What are the conditions in which you are going to do business? Is yours the only restaurant in town? Is there a market? Who are your competitors? Look around your environment and describe it.
What and how much are you willing to put into this effort? What capital do you already have. What and how much more will you need?
What are the steps you’re going to take to make this work?
How will you evaluate what you’ve done?
I love this sort of thing, but I've never applied it quite so succinctly to my weight issues. What fun!

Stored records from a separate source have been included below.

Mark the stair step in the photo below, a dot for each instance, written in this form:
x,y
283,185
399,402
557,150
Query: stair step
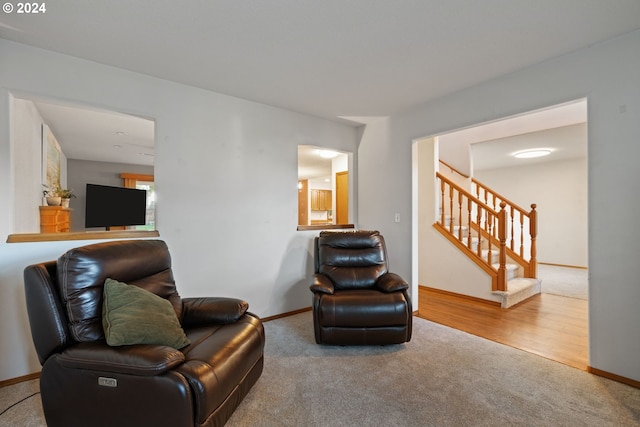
x,y
518,290
512,270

So here it is:
Bess' Body Plan for 2004
I will live in my body with happy grace, confident of my knowledge and ability to keep myself slender and strong, by following the Weight Watchers Program and the advice of my personal trainer.
· I've successfully met my Weight Watchers goal.
· I have an established WW group with a supportive leader and members.
· I have some support at home.
· I have control of the shopping and cooking in my house.
· I belong to a gym with a personal trainer.
· I can afford the financial commitment of this project.
· I have only limited time to spend at the gym or on exercise.
· I have weak ankles that often sprain and keep me from exercising.
· I can commit 1 night a week to WW meetings
· I can commit the time needed to journal my food intake - @ 20 minutes a day
· I can commit 1 hour before each social event that centers around food to story-board my eating
· I can commit 1 hour a month to trying new recipes or foods
· I can commit 7 hours a week to exercise - 3 hours weight training, 3 hours aerobics, 1 hour travel to and from the gym
· I can commit 15 hours to reading and learning about musculature and fitness
· I can commit to the WW meeting fees till I am lifetime
· I can commit $150 for the initial fees for 5 sessions with the personal trainer
· I can commit $30 a month for follow up sessions with the personal trainer to be sure I am not developing bad habits or getting too easy on myself
· I can commit the cost of new workout clothes that fit - those baggy shorts are lewd when I'm working out with the machines!
· Go to weekly WW meetings
· Take the WW leadership training - become a WW leader - or at least a substitute one.
· Follow the WW plan:
track your points
keep your journal
drink your water
5 fruits and vegetables
· Story-board big food events
· Try at least 1 new recipe or food each month
· Develop a workout schedule - 6 days a week - one day off:
Mon upper body weights w/ 15 min. aerobics
Tue lower body weights w/ 15 min. aerobics
Wed aerobics at home or during lunch at gym or day off
Thur aerobics at home or gym
Fri full body weights
Sat aerobics at home or day off
Sun aerobics at home or day off
· Schedule monthly session with personal trainer to monitor fitness
· Create chart for tracking progress and reporting purposes.
· Get good book on anatomy for fitness and learn what muscles do what and how to strengthen them.
Keep track of the following stats:
· Bust/Waist/Hip/Upper Arm measurements
· Hours exercised
· Strength (lbs. lifted)
· Favorite new food
Write and post this quarterly report on my blog or the Weight Watcher’s boards.